Barrett: Bill Thompson's TV Ad, and Bloomberg's Snippy Response
Almost as soon as Bill Thompson's first television commercial appeared last week, Bloomberg campaign spokesman Howard Wolfson issued a statement pointing out that the ad was shot in the office of a lobbyist. Wiseguy Wolfson added tersely that Thompson's decision to shoot it there "tells you all you need to know."
The veteran campaign communicator was right -- Thompson did shoot parts of the commercial in the offices of the MirRam Group, the lobbying firm run by Luis Miranda and Roberto Ramirez that also functions as a political consulting outfit.
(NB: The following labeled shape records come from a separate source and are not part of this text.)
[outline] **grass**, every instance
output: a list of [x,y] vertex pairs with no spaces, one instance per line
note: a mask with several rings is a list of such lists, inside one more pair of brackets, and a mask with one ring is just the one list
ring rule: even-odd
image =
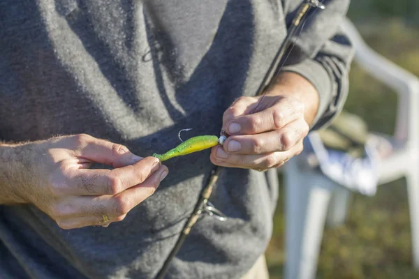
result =
[[[419,76],[419,31],[406,22],[399,20],[371,24],[364,22],[358,24],[358,28],[367,43],[378,53]],[[352,67],[350,82],[345,109],[361,116],[371,130],[392,133],[396,94],[356,64]],[[282,188],[281,194],[274,235],[266,253],[273,279],[282,278],[286,259]],[[325,229],[317,277],[418,278],[419,273],[412,268],[411,239],[404,179],[380,186],[372,197],[356,195],[346,223],[338,227]]]

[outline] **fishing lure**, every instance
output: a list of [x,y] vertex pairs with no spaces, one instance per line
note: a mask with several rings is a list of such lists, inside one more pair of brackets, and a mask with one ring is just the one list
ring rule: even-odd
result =
[[227,138],[225,135],[221,135],[218,137],[216,135],[198,135],[191,137],[190,139],[183,141],[180,137],[180,133],[182,131],[189,130],[191,129],[183,129],[179,132],[178,137],[183,142],[177,146],[169,150],[163,154],[154,153],[153,157],[156,157],[161,162],[169,160],[173,157],[182,156],[184,155],[190,154],[193,152],[200,151],[204,149],[215,146],[218,144],[223,144]]

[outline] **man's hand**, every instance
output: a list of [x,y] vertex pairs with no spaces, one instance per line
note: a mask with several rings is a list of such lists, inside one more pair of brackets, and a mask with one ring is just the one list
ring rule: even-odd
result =
[[302,151],[318,106],[311,83],[295,73],[281,74],[264,97],[241,97],[226,110],[223,129],[230,136],[213,147],[211,161],[259,171],[281,166]]
[[[122,220],[168,172],[157,158],[142,158],[126,146],[87,135],[2,148],[10,165],[1,169],[1,188],[11,188],[15,202],[34,204],[63,229]],[[89,169],[93,162],[115,168]]]

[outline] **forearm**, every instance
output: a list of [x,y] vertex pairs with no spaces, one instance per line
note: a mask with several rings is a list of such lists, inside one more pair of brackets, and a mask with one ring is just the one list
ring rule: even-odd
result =
[[[0,144],[0,204],[26,203],[21,194],[27,179],[24,153],[21,144]],[[28,166],[27,165],[27,167]]]
[[311,126],[318,110],[320,98],[316,88],[304,77],[292,72],[281,73],[268,93],[291,96],[302,103],[304,119]]

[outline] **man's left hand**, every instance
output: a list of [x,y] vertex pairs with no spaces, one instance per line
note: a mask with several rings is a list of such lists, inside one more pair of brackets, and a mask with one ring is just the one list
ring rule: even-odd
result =
[[[289,74],[288,82],[276,84],[264,97],[241,97],[226,110],[223,129],[229,137],[223,146],[212,148],[212,163],[265,171],[301,153],[318,96],[308,81]],[[293,86],[292,80],[300,82],[298,85]],[[307,90],[300,93],[302,89]]]

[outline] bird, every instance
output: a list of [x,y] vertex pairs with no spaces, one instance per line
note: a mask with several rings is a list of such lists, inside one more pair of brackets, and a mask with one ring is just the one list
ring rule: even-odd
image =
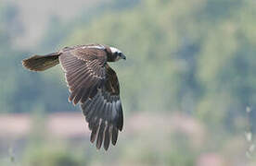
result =
[[22,60],[31,71],[45,71],[60,64],[70,90],[69,101],[80,104],[91,131],[90,141],[107,151],[110,142],[116,145],[122,130],[123,113],[120,84],[109,62],[126,60],[117,48],[105,44],[64,47],[45,55],[32,55]]

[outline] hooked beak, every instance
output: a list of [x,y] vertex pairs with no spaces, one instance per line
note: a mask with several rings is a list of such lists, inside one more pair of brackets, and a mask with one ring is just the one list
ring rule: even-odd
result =
[[121,53],[121,57],[122,57],[122,59],[126,60],[126,56],[123,53]]

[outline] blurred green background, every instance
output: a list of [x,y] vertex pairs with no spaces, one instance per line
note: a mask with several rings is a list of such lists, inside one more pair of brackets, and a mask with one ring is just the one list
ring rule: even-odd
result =
[[[255,18],[253,0],[0,1],[0,165],[256,165]],[[127,56],[110,65],[125,121],[108,152],[60,66],[20,63],[92,42]]]

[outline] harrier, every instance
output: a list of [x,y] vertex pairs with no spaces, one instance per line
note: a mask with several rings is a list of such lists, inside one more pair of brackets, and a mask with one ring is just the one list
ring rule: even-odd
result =
[[69,101],[80,103],[96,148],[104,142],[116,145],[123,125],[120,85],[116,72],[107,62],[126,59],[117,48],[102,44],[65,47],[46,55],[33,55],[22,61],[32,71],[44,71],[60,64],[70,95]]

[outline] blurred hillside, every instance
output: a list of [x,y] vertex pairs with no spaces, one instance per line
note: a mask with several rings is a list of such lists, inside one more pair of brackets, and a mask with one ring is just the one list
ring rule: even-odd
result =
[[[59,66],[40,74],[32,73],[22,68],[20,61],[32,53],[44,54],[68,45],[105,43],[120,48],[127,56],[125,62],[110,65],[121,83],[125,117],[147,113],[163,118],[165,113],[178,112],[208,131],[207,141],[201,142],[197,149],[190,147],[194,142],[187,142],[190,137],[183,134],[162,136],[167,141],[163,145],[173,145],[171,148],[178,150],[160,148],[170,155],[164,157],[169,160],[166,162],[160,162],[164,159],[159,156],[154,158],[156,153],[149,150],[154,149],[153,145],[159,140],[156,130],[146,132],[148,137],[154,136],[145,143],[147,144],[144,145],[145,149],[141,148],[149,151],[144,156],[149,161],[142,164],[145,160],[138,157],[137,165],[202,166],[196,164],[202,154],[211,159],[228,156],[232,160],[232,164],[219,165],[249,163],[243,156],[246,151],[243,135],[246,130],[256,132],[254,1],[114,0],[98,1],[90,7],[77,1],[74,4],[79,7],[74,14],[71,11],[76,6],[72,6],[70,19],[63,19],[67,12],[63,15],[49,12],[46,18],[41,15],[47,28],[41,29],[40,42],[31,49],[17,46],[20,35],[30,30],[23,21],[28,18],[22,9],[30,6],[3,2],[0,3],[0,113],[79,112],[78,107],[73,108],[66,101],[69,91]],[[46,7],[44,6],[36,7],[42,11]],[[63,8],[69,6],[62,5]],[[56,4],[50,6],[63,11]],[[29,9],[24,11],[32,15]],[[30,39],[33,40],[28,35],[26,41]],[[247,107],[251,110],[249,117]],[[140,156],[133,148],[142,138],[138,136],[134,142],[128,141],[130,148],[124,146],[118,150],[127,150],[133,160]],[[123,138],[122,144],[125,141]],[[114,154],[109,160],[114,160],[112,158]],[[101,161],[97,165],[104,163]]]

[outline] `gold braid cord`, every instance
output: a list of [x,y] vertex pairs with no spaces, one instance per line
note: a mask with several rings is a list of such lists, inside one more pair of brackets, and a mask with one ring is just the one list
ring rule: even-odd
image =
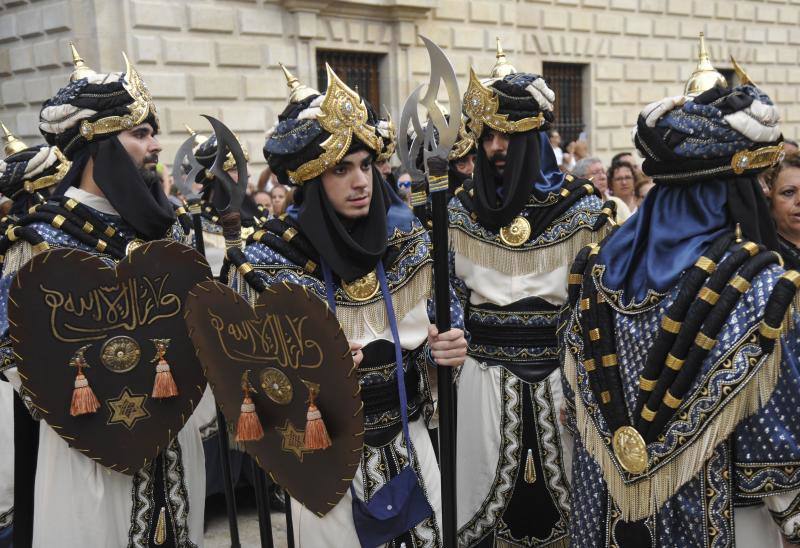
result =
[[544,123],[544,114],[539,113],[532,118],[511,121],[507,114],[498,114],[500,100],[497,93],[484,86],[475,71],[469,69],[469,86],[464,94],[464,112],[469,118],[468,127],[475,139],[479,139],[486,124],[503,133],[522,133],[538,129]]
[[572,235],[549,246],[531,248],[509,248],[487,242],[467,232],[450,228],[450,245],[475,264],[491,268],[509,276],[522,274],[544,274],[562,266],[569,266],[570,261],[587,245],[599,242],[608,232],[608,225],[596,232],[590,226],[581,227]]
[[[392,304],[398,323],[420,302],[431,297],[431,287],[433,287],[433,268],[428,263],[392,292]],[[386,303],[383,299],[354,306],[337,302],[336,319],[342,324],[342,330],[348,340],[363,338],[367,334],[367,327],[375,333],[383,333],[389,329]]]
[[133,99],[133,102],[128,105],[130,114],[124,116],[107,116],[95,122],[83,120],[81,122],[80,134],[81,137],[87,141],[91,141],[96,135],[117,133],[126,129],[131,129],[144,122],[151,114],[156,120],[156,125],[158,125],[158,113],[156,112],[156,105],[153,103],[150,91],[142,81],[142,77],[139,76],[139,73],[136,72],[136,69],[131,65],[128,56],[124,53],[122,56],[125,58],[125,79],[123,85]]
[[296,171],[288,172],[297,184],[318,177],[339,163],[347,154],[354,134],[377,153],[383,148],[383,140],[376,129],[367,123],[369,113],[364,101],[336,76],[329,65],[325,67],[328,70],[328,89],[320,105],[322,113],[317,117],[317,122],[331,136],[322,143],[325,152],[319,158],[306,162]]

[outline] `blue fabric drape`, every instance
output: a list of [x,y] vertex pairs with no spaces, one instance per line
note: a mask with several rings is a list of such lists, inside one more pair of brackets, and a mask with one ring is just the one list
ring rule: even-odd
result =
[[711,242],[732,228],[727,200],[724,181],[657,185],[600,250],[603,285],[621,290],[624,306],[641,302],[648,291],[669,291]]

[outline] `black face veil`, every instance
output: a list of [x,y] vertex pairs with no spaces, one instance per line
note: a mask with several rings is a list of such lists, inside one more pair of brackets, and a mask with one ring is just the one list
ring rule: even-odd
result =
[[473,180],[477,198],[475,212],[481,224],[491,230],[508,225],[528,203],[539,172],[538,131],[509,136],[506,165],[500,180],[482,143],[478,143]]
[[369,213],[351,223],[336,212],[319,177],[302,187],[298,221],[323,260],[345,282],[371,272],[386,252],[388,192],[373,166]]
[[114,136],[89,144],[94,181],[122,219],[146,240],[166,236],[175,223],[160,181],[146,183],[128,151]]

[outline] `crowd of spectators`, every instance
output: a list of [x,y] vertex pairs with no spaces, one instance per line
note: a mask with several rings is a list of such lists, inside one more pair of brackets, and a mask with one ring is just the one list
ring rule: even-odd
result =
[[[616,205],[616,222],[624,223],[639,208],[653,180],[645,175],[634,155],[620,152],[606,165],[589,153],[588,143],[578,139],[562,149],[561,135],[557,130],[548,132],[550,144],[559,168],[565,173],[589,179],[603,200]],[[800,268],[800,152],[797,143],[785,141],[785,159],[760,177],[764,195],[770,205],[781,240],[782,254],[791,268]],[[411,204],[411,176],[402,167],[392,168],[389,161],[376,164],[381,175],[397,190],[400,197]],[[455,162],[454,168],[471,176],[475,168],[475,155],[467,154]],[[157,167],[168,196],[179,201],[172,174],[162,164]],[[293,203],[294,189],[278,182],[275,175],[264,169],[255,184],[248,188],[255,202],[272,215],[281,215]]]

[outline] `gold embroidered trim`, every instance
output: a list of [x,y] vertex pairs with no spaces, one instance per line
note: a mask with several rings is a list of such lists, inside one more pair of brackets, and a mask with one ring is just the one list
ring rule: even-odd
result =
[[731,158],[731,168],[737,175],[748,169],[761,169],[780,163],[786,156],[783,143],[756,150],[740,150]]
[[772,339],[774,341],[781,336],[783,329],[780,325],[778,327],[772,327],[762,321],[758,326],[758,332],[767,339]]
[[596,232],[592,232],[589,226],[584,226],[552,245],[526,249],[501,247],[454,227],[450,227],[449,234],[454,252],[484,268],[491,268],[508,276],[519,276],[545,274],[557,268],[569,267],[581,249],[602,240],[607,232],[608,225]]
[[347,154],[353,135],[358,137],[369,148],[380,153],[383,139],[376,133],[375,127],[367,123],[369,113],[359,95],[342,82],[330,65],[328,71],[328,89],[322,100],[317,122],[322,129],[330,133],[330,137],[320,145],[324,152],[301,165],[295,171],[289,171],[289,177],[297,184],[321,175],[326,169],[339,163]]
[[703,289],[700,290],[700,293],[697,294],[697,298],[707,302],[710,305],[715,305],[719,300],[719,293],[717,293],[713,289],[704,287]]
[[[778,381],[781,362],[780,345],[768,355],[747,384],[728,402],[725,408],[708,421],[702,435],[672,459],[637,481],[626,483],[611,456],[607,440],[598,432],[589,416],[583,399],[575,398],[575,417],[584,447],[603,471],[609,494],[622,512],[625,521],[637,521],[655,514],[687,481],[697,475],[708,460],[709,451],[730,436],[745,418],[761,409],[772,397]],[[564,360],[567,382],[577,393],[577,370],[572,352]],[[647,407],[642,408],[642,417]],[[648,410],[649,411],[649,410]]]
[[709,259],[708,257],[700,257],[697,259],[697,262],[694,263],[694,266],[705,270],[708,274],[713,274],[714,271],[717,269],[717,263]]
[[736,291],[739,293],[746,293],[748,289],[750,289],[750,282],[739,276],[738,274],[734,276],[731,281],[728,282],[728,285],[735,288]]
[[673,396],[670,393],[669,389],[667,389],[667,391],[664,393],[664,398],[661,401],[663,401],[664,405],[666,405],[670,409],[677,409],[678,406],[681,404],[681,401],[683,401],[683,400],[678,399],[675,396]]
[[669,316],[664,316],[661,319],[661,327],[668,333],[677,334],[681,330],[681,322],[676,322]]
[[151,114],[156,120],[158,125],[158,113],[156,112],[156,105],[153,103],[153,98],[150,91],[142,81],[139,73],[133,68],[128,56],[124,53],[122,56],[125,58],[125,77],[123,86],[125,91],[133,99],[133,102],[128,105],[129,114],[124,116],[106,116],[94,122],[88,120],[81,121],[80,134],[81,137],[87,141],[91,141],[97,135],[106,135],[108,133],[117,133],[132,127],[138,126],[144,122]]
[[694,339],[694,344],[702,348],[703,350],[711,350],[714,348],[714,345],[717,344],[716,339],[710,338],[708,335],[703,333],[702,331],[697,334],[697,337]]
[[617,355],[616,354],[606,354],[601,358],[603,362],[603,367],[614,367],[617,365]]
[[544,123],[544,113],[540,112],[534,117],[511,121],[507,114],[498,114],[500,99],[495,91],[484,86],[475,71],[469,69],[469,85],[464,94],[464,112],[467,115],[467,127],[476,139],[483,133],[486,124],[492,129],[503,133],[523,133],[538,129]]
[[664,361],[664,364],[673,371],[680,371],[685,361],[686,360],[679,360],[672,354],[667,354],[667,359]]

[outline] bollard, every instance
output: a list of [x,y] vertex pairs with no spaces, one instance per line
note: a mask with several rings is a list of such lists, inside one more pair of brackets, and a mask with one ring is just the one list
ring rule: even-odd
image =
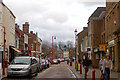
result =
[[95,70],[92,71],[92,80],[95,80]]
[[85,66],[85,79],[87,79],[87,67]]
[[72,66],[72,61],[70,61],[70,66]]
[[82,74],[82,65],[80,64],[80,74]]
[[76,71],[78,71],[78,63],[76,64]]

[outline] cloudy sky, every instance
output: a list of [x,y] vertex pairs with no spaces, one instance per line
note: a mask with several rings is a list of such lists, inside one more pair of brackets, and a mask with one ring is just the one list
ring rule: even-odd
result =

Wolfson tells the Voice that he didn't realize when he fired that shot that Ramirez's ex-wife, Rose Rodriguez, is a $10,000-a-month employee of the Bloomberg campaign.
Sources who know Ramirez well say that he routinely helps his ex-wife, who is also the mother of their child, get jobs. Her only other employers this decade were Hillary Clinton and the New York State Department of Labor, and Ramirez, the former head of the Bronx Democratic party and a wheeler-dealer par excellence, reportedly helped get both, according to these sources. Rodriguez went straight from the $101,000-a-year labor department job to the Bloomberg payroll in April. Clinton paid her $84,000- a-year to head her constituent services office when she was a U.S. Senator.
Asked if Ramirez helped Rodriguez get her job with the campaign, Bloomberg spokeswoman Jill Hazelbaker called Rodriguez "a political professional with an accomplished resume" (actually her only known prior campaign job was in Mario Cuomo's unsuccessful re-election campaign in 1994). Hazelbaker, who declined to answer questions about Rodriguez's prior campaigns, said that the "suggestion that she was hired for any other reason than she's good at what she does is blatantly sexist." The spokeswoman for the McCain campaign in 2008, Hazelbaker used to make the same argument for Sarah Palin, calling it "pretty audacious" for the Obama camp "to say that Governor Palin is not qualified to be vice president."
The irony is that Bill Thompson's campaign manager, Eddie Castell, told the Voice that he was aware that Ramirez's ex-wife worked for Bloomberg; but Wolfson, who was Clinton's top political operative for years, says he had nothing to do with the hiring of this supposed "political professional" who worked for Clinton for seven years, and didn't even know she was related to Ramirez. He can't be sure he even met her when she was with Clinton. Thompson's filings indicate that MirRam began working as a consultant to the campaign in June, a couple of months after Rodriguez started working for Bloomberg.
When Wolfson brought the shooting of the commercial up in his head-to-head debate with Castell on NY1 last week, Castell said they were paying a $1,500 location fee to MirRam for allowing them to use their office. The Observer's Azi Paybarah reported that the commercial was shot at MirRam back in July, but the $1,500 fee does not appear in the filing. MirRam is paid $8,000 a month by Thompson.
In 2005, the Bloomberg campaign frequently tried to depict Democratic nominee Fernando Ferrer as a willing tool of lobbyist Ramirez, who played a much larger role in that campaign than he is now in the Thompson campaign. A target of the mayor's in 2005, Ramirez appears to have friends on both sides in 2009.